The strength of a composite component is dependent on the correct alignment of the fibres from which it is made; fibres which are laid incorrectly can result in a range of defects that affect the structural integrity of the final part. While quality checks during the lay-up process are vital they can take 70 per-cent or more of total machine time and is a huge cost.
Detecting such defects, from gaps and overlaps to the presence of foreign objects and debris, at the relatively early lay-up stage of production is much more efficient and cost effective than identifying unacceptable weak points in the material once it is part of a completed component.
The Composite Centre at the AMRC has researched what systems were being successfully employed in related applications which identified the capabilities of the Absolute Arm and its laser scanner options, products developed by Hexagon’s Manufacturing Intelligence division.
Hexagon has developed a composite inspection system especially for measuring fibre orientations, which we believed could be a potential candidate for solving some of our inspection problems. They were able to bring the system to the AMRC to perform a case study – an Absolute Arm with RS5 Laser Scanner and a Vision System 3D.
The Vision System 3D is a camera-based sensor that can accurately detect the orientation of composite fibres using pixel-based algorithms. The system uses a metrological Absolute Arm for position referencing and, combined with scans made using the arm’s laser scanner and camera functionalities, this fibre orientation data can be mapped onto a three-dimensional model of the part being inspected using the dedicated Explorer 3D software platform.
The system lets us validate the design and simulation work that we do at our desks to make sure our design intent is being manufactured, so it becomes a good validation step for our design and manufacture process.
The researchers are primarily using the system for weaving, braiding and preforming processes. Once they perform that initial manufacturing process, they can bring the part to the workstation and use the new inspection system to do a scan of the part to generate the 3D profile of the part.

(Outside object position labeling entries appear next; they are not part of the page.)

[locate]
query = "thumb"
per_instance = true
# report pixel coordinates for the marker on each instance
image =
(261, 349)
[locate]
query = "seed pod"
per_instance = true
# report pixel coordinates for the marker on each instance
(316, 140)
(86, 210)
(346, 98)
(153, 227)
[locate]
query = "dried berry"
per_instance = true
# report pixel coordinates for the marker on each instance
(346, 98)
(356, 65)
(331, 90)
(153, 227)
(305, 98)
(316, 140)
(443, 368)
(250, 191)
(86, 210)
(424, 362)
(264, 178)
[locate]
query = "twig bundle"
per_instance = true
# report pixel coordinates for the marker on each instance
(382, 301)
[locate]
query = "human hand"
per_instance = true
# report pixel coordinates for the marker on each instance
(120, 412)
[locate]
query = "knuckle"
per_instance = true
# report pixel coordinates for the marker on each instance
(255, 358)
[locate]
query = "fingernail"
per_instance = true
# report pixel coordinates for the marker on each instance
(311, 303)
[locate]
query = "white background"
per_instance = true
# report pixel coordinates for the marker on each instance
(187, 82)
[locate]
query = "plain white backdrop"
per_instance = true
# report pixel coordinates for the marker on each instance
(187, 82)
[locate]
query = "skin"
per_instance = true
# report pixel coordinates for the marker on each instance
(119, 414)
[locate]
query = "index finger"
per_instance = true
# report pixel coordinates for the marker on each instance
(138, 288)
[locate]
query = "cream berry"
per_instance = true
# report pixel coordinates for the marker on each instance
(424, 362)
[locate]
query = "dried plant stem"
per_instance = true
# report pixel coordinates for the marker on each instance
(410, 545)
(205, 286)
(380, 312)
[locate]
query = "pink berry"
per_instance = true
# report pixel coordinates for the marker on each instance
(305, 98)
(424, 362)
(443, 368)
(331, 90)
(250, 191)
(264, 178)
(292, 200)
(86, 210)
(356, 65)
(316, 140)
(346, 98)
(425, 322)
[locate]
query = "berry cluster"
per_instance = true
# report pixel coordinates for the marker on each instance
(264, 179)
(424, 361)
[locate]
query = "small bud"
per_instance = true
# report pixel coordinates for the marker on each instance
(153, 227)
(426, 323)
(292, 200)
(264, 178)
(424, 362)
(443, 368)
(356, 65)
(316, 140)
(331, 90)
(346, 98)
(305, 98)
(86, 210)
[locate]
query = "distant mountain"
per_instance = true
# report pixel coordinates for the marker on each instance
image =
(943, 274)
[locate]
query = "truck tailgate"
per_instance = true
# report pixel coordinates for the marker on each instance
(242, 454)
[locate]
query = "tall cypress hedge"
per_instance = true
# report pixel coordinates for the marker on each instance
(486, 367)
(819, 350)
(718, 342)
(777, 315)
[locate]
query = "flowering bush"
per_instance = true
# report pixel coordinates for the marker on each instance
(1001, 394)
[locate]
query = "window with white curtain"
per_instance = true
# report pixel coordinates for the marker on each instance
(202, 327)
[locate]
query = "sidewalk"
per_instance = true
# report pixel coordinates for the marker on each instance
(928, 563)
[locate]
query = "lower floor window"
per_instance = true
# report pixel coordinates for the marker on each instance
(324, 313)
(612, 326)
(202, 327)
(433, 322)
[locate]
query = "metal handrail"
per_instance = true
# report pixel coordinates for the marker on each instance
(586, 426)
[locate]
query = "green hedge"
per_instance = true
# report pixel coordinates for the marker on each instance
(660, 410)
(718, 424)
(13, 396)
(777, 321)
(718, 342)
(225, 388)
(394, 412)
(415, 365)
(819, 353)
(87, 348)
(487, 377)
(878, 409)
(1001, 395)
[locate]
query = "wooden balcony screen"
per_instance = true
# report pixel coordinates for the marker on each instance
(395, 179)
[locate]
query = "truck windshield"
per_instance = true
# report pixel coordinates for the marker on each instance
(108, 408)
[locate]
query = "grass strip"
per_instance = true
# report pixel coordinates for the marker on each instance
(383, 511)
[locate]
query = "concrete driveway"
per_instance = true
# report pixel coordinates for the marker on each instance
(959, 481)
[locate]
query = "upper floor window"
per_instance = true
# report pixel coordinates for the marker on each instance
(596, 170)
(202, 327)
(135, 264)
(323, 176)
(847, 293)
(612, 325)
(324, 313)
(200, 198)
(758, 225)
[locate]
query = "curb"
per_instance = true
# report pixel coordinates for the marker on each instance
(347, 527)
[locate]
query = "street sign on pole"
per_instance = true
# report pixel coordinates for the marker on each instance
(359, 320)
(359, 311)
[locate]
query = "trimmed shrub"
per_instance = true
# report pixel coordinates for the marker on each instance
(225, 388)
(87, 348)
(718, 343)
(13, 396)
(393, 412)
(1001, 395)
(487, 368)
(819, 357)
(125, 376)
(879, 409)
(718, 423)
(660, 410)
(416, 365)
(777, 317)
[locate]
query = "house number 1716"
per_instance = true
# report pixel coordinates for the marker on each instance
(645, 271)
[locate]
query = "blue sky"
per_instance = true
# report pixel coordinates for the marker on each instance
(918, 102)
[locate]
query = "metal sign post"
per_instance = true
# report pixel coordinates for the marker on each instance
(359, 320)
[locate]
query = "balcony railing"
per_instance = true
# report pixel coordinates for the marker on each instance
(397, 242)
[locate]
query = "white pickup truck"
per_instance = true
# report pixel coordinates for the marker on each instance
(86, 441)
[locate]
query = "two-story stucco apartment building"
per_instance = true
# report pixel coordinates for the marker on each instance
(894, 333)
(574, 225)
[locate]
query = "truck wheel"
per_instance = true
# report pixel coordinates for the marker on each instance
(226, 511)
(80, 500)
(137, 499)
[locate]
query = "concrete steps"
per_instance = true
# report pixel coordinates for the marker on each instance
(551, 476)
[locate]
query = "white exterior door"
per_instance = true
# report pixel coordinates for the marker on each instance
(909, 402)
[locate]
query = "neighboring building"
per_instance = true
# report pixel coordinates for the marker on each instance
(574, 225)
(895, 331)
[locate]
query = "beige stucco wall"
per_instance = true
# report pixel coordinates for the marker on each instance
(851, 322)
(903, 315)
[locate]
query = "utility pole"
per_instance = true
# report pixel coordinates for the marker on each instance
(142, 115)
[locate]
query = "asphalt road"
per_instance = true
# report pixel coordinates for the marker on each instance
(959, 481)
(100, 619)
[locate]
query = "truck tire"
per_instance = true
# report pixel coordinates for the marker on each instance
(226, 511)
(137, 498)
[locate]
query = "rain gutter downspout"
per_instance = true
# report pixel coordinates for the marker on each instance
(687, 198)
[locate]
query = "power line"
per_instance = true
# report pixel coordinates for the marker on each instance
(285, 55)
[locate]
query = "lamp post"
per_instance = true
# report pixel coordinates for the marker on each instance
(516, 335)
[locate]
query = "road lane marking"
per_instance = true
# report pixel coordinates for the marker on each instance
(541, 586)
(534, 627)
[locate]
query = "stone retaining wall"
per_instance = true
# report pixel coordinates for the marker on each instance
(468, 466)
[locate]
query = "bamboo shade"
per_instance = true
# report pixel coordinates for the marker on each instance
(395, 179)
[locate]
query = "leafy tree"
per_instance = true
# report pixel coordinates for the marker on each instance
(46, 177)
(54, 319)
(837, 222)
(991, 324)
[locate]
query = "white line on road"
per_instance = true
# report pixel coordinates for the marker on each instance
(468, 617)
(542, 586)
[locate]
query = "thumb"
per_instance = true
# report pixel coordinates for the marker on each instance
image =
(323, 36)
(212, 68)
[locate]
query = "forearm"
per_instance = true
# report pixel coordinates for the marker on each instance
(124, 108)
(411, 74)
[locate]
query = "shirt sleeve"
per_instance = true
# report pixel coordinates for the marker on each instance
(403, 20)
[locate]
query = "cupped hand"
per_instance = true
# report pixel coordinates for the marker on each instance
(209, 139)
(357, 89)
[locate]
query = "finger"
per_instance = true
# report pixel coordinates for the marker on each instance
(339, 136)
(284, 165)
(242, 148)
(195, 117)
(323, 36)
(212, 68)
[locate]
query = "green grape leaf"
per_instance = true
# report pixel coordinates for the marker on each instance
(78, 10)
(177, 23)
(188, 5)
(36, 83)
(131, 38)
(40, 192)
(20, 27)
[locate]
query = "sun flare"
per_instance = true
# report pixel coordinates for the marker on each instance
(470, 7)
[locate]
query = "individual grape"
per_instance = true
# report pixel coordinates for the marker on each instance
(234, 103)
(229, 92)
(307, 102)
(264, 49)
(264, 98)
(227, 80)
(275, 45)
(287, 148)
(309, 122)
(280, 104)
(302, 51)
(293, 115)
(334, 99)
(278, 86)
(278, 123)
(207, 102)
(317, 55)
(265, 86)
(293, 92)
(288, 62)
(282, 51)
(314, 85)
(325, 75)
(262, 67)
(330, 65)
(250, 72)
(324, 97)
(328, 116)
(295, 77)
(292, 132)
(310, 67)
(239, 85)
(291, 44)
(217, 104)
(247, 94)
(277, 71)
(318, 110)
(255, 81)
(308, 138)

Using some of the advanced algorithms that are built into the software, they are able to determine fibre orientations that can give an indication of some of the defects that are present in the part.
That information is then taken back into the design and analysis software to update the models with the data from the as-manufactured part in order to perform an analysis which can then be compared against the as-designed part. This provides valuable information for comparing both ‘real’ and ‘virtual’ environments.
This system is one of a number of solutions for composite fibre inspection that has been developed by Hexagon’s Vision and Composites product group in Aachen, Germany. The next stage of the project is to investigate how the technology can be further developed to make them robust enough to pick up some of the more complex defects that we’re hoping to achieve solutions for in the near future.